When is the right time? The right time is when you have the right information. Companies do themselves a disservice by releasing inaccurate information. You don’t want to release early numbers about a breach only to come back and admit that early numbers were low. Create a company-wide response plan and practice it, so that when there is a breach, you can make a rapid response with accurate information.

Sync: Should consumers panic? Is it time to ditch plastic and move back to an all-cash system?

Fenton: Of course not. We live in a world that’s built on this great promise of the convenience that all this technology brings us. It brings some peril, too, but retailers and credit-card companies are moving to make sure this is all done in a safe and protected way.
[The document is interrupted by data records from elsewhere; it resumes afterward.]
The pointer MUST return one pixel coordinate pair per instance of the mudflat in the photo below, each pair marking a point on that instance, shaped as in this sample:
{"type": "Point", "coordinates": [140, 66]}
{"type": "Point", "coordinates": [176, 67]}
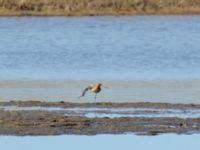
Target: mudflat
{"type": "Point", "coordinates": [55, 118]}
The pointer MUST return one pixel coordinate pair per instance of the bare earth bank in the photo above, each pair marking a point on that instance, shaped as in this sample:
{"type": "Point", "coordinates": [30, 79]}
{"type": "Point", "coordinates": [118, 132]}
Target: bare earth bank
{"type": "Point", "coordinates": [54, 118]}
{"type": "Point", "coordinates": [97, 7]}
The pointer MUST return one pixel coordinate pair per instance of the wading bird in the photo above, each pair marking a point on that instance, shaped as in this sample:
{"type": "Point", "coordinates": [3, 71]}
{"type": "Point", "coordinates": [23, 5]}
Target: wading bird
{"type": "Point", "coordinates": [96, 88]}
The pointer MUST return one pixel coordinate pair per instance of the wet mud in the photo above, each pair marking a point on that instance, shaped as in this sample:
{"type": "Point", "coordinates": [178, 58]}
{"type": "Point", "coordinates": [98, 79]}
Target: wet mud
{"type": "Point", "coordinates": [20, 121]}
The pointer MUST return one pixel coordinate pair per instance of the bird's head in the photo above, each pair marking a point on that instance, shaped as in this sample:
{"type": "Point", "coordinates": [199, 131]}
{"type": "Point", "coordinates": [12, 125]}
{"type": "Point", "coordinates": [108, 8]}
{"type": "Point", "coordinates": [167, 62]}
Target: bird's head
{"type": "Point", "coordinates": [99, 84]}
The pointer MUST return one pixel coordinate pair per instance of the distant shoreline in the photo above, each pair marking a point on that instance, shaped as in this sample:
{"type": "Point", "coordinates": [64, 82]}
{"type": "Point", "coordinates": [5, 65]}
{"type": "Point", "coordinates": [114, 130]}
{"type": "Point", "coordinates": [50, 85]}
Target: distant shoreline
{"type": "Point", "coordinates": [98, 7]}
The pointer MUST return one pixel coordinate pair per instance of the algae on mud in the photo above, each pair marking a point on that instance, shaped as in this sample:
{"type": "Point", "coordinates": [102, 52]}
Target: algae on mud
{"type": "Point", "coordinates": [97, 7]}
{"type": "Point", "coordinates": [43, 122]}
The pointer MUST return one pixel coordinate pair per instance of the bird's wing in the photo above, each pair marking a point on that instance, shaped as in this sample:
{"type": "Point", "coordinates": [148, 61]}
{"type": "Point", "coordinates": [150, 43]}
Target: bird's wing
{"type": "Point", "coordinates": [85, 90]}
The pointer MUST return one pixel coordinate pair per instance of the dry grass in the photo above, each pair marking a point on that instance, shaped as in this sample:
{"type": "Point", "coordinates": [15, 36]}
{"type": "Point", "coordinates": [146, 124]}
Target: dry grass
{"type": "Point", "coordinates": [97, 7]}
Apple Pay is a perfect example. If a crook steals transactions from
Apple Pay, it’s a one-time use number that can only be used with that particular retailer. Card brands and retailers are implementing a number of solutions like tokenization and encryption, which disguises your information at the point of sale and uses a proxy number with the bank. There are great advancements coming soon.

Sync: Where will the NRF Security Council go from here?

Fenton: We’re working with other retail associations to do more together and push these best practices as wide as we can. We’re talking to large security conferences to add retail verticals to what they’re already doing, and we’re looking to take the lead in federal legislation. We’re doing all we can to make sure the customer’s information is as safe as possible in the retail world.